Honda: Was die 500/min mehr laut Leon Camier bringen

Von Ivo Schützbach
Superbike-WM
Leon Camier in Assen

Leon Camier in Assen

Vor den Rennen der Superbike-WM in Assen wurden die Maximaldrehzahlen der Motorräder angepasst. Während die Ducati um 250/min gedrosselt wurden, bekam Honda als einziger Hersteller mehr Umdrehungen zugesprochen.

Die Balance-Regel sorgt immer wieder für hitzige Diskussionen, doch was ändert sich durch die Korrekturen der Maximaldrehzahlen wirklich?

«250/min weniger sind Peanuts», spottete Kawasaki-Werksfahrer Jonathan Rea über die Reduktion bei Ducati. «Ich bin keiner Techniker, weiß also auch nicht, welche Auswirkungen das auf ihr Motorrad hat.
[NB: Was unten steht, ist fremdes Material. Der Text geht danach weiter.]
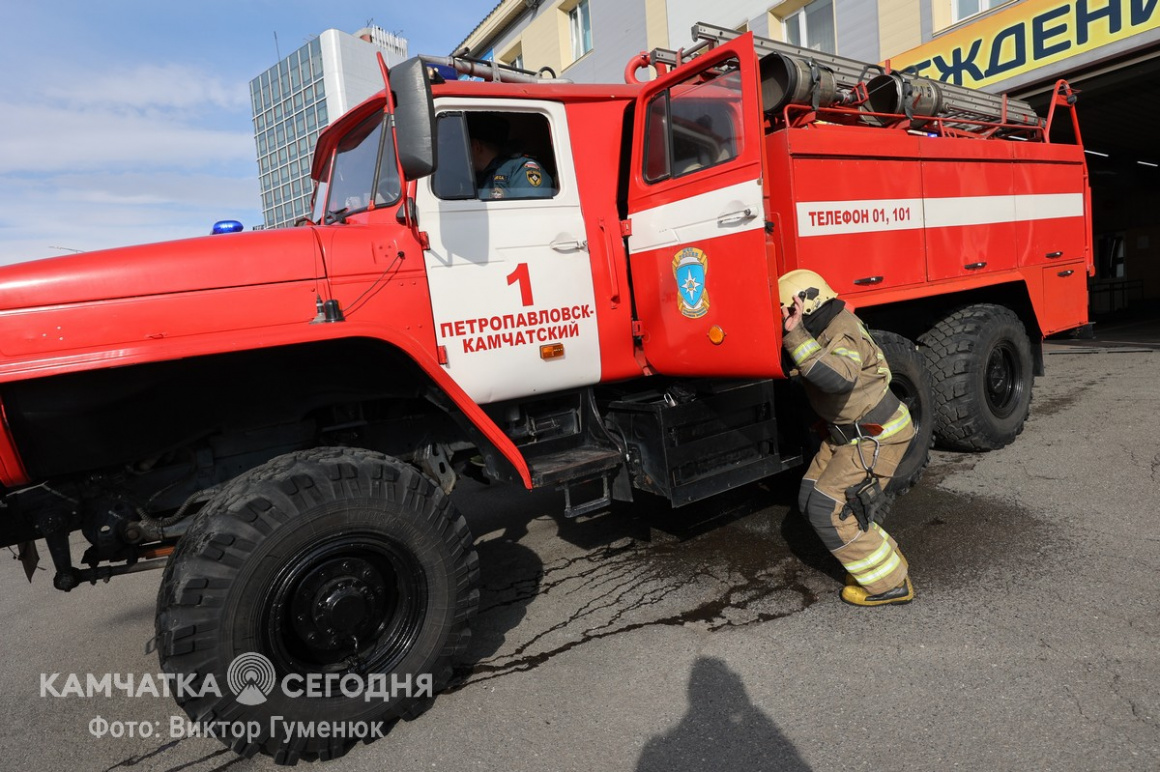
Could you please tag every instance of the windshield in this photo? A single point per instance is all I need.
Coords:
(364, 173)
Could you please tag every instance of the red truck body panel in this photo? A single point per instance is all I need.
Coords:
(683, 285)
(889, 216)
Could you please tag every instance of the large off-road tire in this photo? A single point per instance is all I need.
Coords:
(330, 563)
(911, 383)
(980, 361)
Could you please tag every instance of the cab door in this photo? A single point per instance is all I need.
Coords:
(703, 282)
(510, 278)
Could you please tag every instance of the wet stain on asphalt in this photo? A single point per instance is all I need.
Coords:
(745, 560)
(1053, 405)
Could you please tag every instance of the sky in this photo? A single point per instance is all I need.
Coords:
(128, 122)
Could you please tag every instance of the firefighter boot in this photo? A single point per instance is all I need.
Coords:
(857, 596)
Wir haben in einer Saison fast 1400/min verloren und trotzdem fuhr ich anschließend schneller. Wenn du die Drehzahl runterschraubst, dann siedelst du die Motorleistung eben in einem anderen Bereich an.»

Die drei Honda-Piloten Leon Camier, Ryuichi Kiyonari und Alessandro Delbianco bekamen für die Events in Assen, Imola und Jerez 500/min mehr zugesprochen, die Honda CBR1000RR Fireblade SP2 darf jetzt 15.050 statt bislang 14.550/min drehen.
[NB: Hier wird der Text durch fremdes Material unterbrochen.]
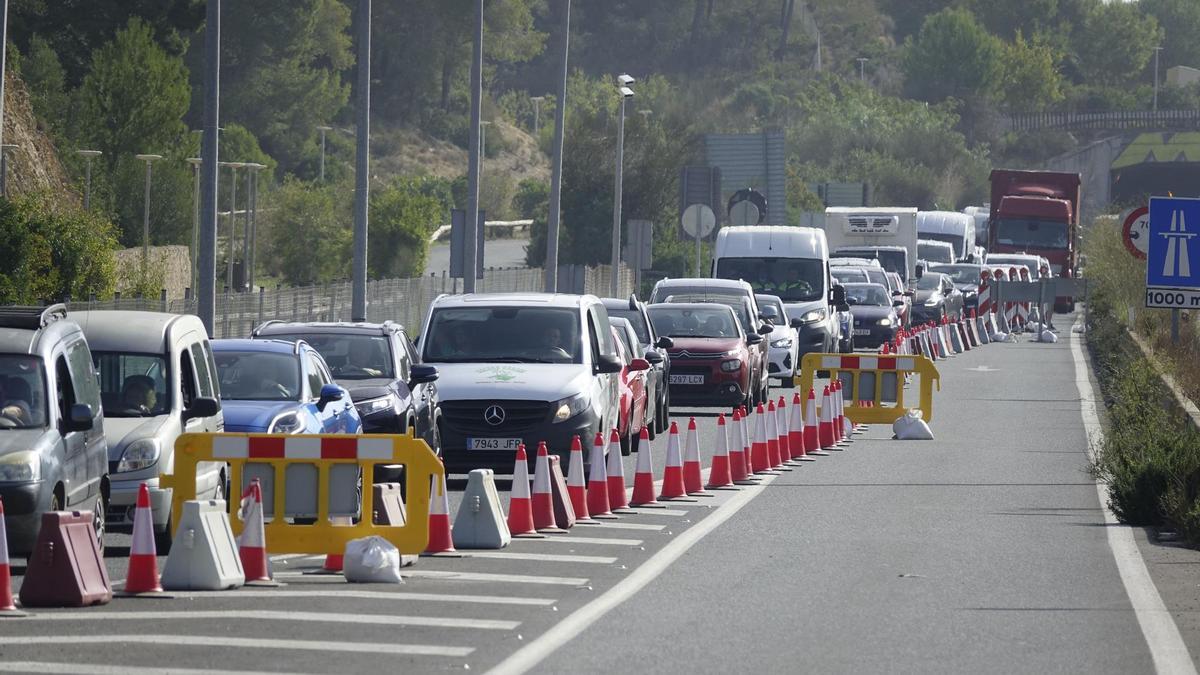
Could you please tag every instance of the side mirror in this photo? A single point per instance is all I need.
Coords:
(329, 393)
(202, 407)
(609, 364)
(81, 418)
(423, 374)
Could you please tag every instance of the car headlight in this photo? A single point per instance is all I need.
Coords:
(376, 405)
(569, 407)
(21, 466)
(286, 423)
(814, 316)
(138, 454)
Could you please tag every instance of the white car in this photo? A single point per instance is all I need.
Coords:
(784, 339)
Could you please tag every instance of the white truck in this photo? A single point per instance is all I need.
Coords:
(886, 233)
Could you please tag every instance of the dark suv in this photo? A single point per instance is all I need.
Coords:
(382, 370)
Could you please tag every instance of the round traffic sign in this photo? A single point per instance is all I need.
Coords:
(1135, 232)
(699, 219)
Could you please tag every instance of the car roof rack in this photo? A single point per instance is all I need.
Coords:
(31, 317)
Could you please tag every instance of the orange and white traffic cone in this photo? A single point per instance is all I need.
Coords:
(7, 607)
(618, 497)
(719, 475)
(598, 481)
(575, 485)
(520, 502)
(643, 476)
(543, 501)
(672, 476)
(252, 542)
(441, 537)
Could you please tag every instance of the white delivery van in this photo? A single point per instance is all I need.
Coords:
(793, 264)
(952, 227)
(887, 228)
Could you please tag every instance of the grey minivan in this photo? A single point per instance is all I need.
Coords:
(157, 380)
(53, 454)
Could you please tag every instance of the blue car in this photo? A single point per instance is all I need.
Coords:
(281, 387)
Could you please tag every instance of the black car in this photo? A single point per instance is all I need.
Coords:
(382, 370)
(659, 394)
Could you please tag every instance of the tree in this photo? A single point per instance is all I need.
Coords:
(952, 57)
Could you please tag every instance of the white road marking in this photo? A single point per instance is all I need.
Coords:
(227, 641)
(1167, 646)
(544, 557)
(579, 621)
(267, 615)
(366, 596)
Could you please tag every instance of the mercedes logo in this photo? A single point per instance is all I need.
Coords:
(493, 416)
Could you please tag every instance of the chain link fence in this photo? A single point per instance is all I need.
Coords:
(403, 300)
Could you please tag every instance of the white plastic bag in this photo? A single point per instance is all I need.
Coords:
(911, 428)
(371, 560)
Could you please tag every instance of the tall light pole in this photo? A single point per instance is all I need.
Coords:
(145, 213)
(623, 82)
(87, 172)
(556, 167)
(323, 130)
(471, 254)
(361, 166)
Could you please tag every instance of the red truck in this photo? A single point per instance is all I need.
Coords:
(1037, 213)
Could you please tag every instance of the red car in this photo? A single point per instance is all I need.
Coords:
(712, 360)
(634, 394)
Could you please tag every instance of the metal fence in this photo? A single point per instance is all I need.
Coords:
(403, 300)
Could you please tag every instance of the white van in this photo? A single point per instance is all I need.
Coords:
(793, 264)
(952, 227)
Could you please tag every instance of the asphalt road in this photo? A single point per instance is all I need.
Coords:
(983, 550)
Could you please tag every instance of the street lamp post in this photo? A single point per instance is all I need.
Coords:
(323, 130)
(623, 82)
(145, 213)
(87, 172)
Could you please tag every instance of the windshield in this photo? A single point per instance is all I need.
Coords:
(503, 335)
(795, 280)
(867, 294)
(1032, 233)
(22, 392)
(349, 356)
(935, 254)
(960, 274)
(258, 376)
(693, 322)
(636, 320)
(132, 384)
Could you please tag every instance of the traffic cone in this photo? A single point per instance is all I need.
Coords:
(143, 572)
(543, 500)
(441, 535)
(693, 471)
(719, 475)
(672, 476)
(575, 485)
(618, 497)
(7, 608)
(252, 542)
(520, 502)
(643, 477)
(598, 481)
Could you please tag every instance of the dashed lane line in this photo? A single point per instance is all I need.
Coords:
(267, 615)
(228, 641)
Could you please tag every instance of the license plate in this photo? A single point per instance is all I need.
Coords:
(492, 443)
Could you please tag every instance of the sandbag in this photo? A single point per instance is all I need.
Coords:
(371, 560)
(911, 426)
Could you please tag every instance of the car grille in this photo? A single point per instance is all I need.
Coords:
(467, 417)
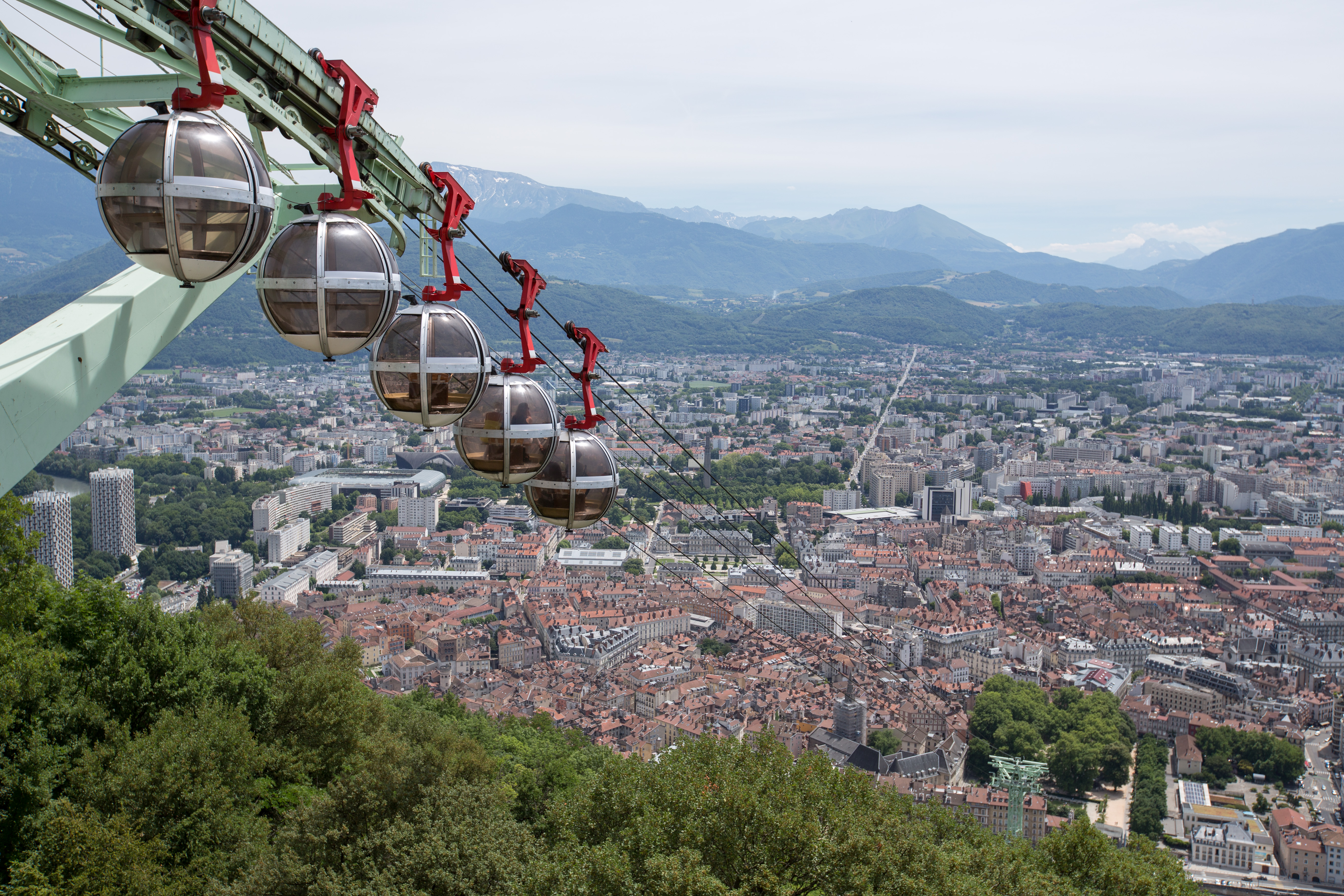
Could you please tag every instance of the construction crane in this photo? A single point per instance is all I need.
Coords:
(58, 371)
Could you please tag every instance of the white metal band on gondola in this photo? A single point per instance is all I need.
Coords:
(578, 485)
(413, 375)
(167, 216)
(510, 433)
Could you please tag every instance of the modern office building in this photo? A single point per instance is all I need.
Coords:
(232, 574)
(851, 716)
(422, 512)
(841, 499)
(288, 540)
(113, 492)
(286, 588)
(52, 518)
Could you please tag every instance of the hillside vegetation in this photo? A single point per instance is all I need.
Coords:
(228, 751)
(998, 288)
(1213, 328)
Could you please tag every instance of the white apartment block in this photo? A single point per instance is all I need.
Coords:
(287, 540)
(791, 619)
(324, 566)
(286, 588)
(113, 492)
(841, 499)
(422, 512)
(52, 518)
(230, 573)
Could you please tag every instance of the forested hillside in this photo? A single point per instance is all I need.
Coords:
(230, 751)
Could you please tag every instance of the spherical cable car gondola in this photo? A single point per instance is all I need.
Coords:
(328, 284)
(578, 487)
(510, 434)
(431, 365)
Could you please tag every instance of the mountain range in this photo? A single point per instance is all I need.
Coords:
(576, 242)
(1154, 252)
(48, 214)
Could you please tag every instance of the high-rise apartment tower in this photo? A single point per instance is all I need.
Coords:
(113, 494)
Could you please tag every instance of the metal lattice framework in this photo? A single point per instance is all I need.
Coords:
(1019, 777)
(57, 373)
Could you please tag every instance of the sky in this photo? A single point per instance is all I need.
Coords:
(1073, 128)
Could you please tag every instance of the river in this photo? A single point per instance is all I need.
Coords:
(70, 487)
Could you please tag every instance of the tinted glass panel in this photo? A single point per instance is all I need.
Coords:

Nach Jerez überprüfen WM-Promoter Dorna und der Motorrad-Weltverband FIM erneut, ob die Drehzahlen angepasst werden müssen. Dies geschieht alle drei Events.

«In Assen kommt es nicht so sehr auf die Motorleistung an», meinte Camier zum technischen Zugeständnis an Honda. «Ein Vorteil der höheren Drehzahl ist, dass wir bei der Übersetzung jetzt mehr Möglichkeiten haben. Du kannst auch das verfügbare Drehmoment besser nützen, wenn du beim Schalten 500/min mehr zur Verfügung hast. Beim Fahren in Assen merkst du das aber nicht, weil du in den Erste- und Zweite-Gang-Kurven sowieso nicht die verfügbare Leistung nützen kannst. Auch gibt es unser Chassis nicht her, dass wir mehr Leistung nützen könnten. Wir bekamen für Assen keine neuen Teile.»

Seit einigen Jahren muss in der Superbike-WM die gesamte Saison mit der gleichen Getriebeübersetzung gefahren werden. Auch in diesem Punkt machen sich die 500/min zusätzlich positiv bemerkbar. «Durch das breitere Drehzahlband kannst du die Gänge in den Kurven so nützen, dass sie eher passen», erklärte Camier SPEEDWEEK.com. «Mit der vorgeschriebenen Getriebeübersetzung bist du sehr oft eingeschränkt, mehr Drehzahl ergibt mehr Möglichkeiten.»

Seit Assen dürfte Honda auch eine Motorausbaustufe mit den homologierten Konzessionsteilen einsetzen. Doch aus Japan ist zu hören, dass für dieses Jahr kein Upgrade geplant ist.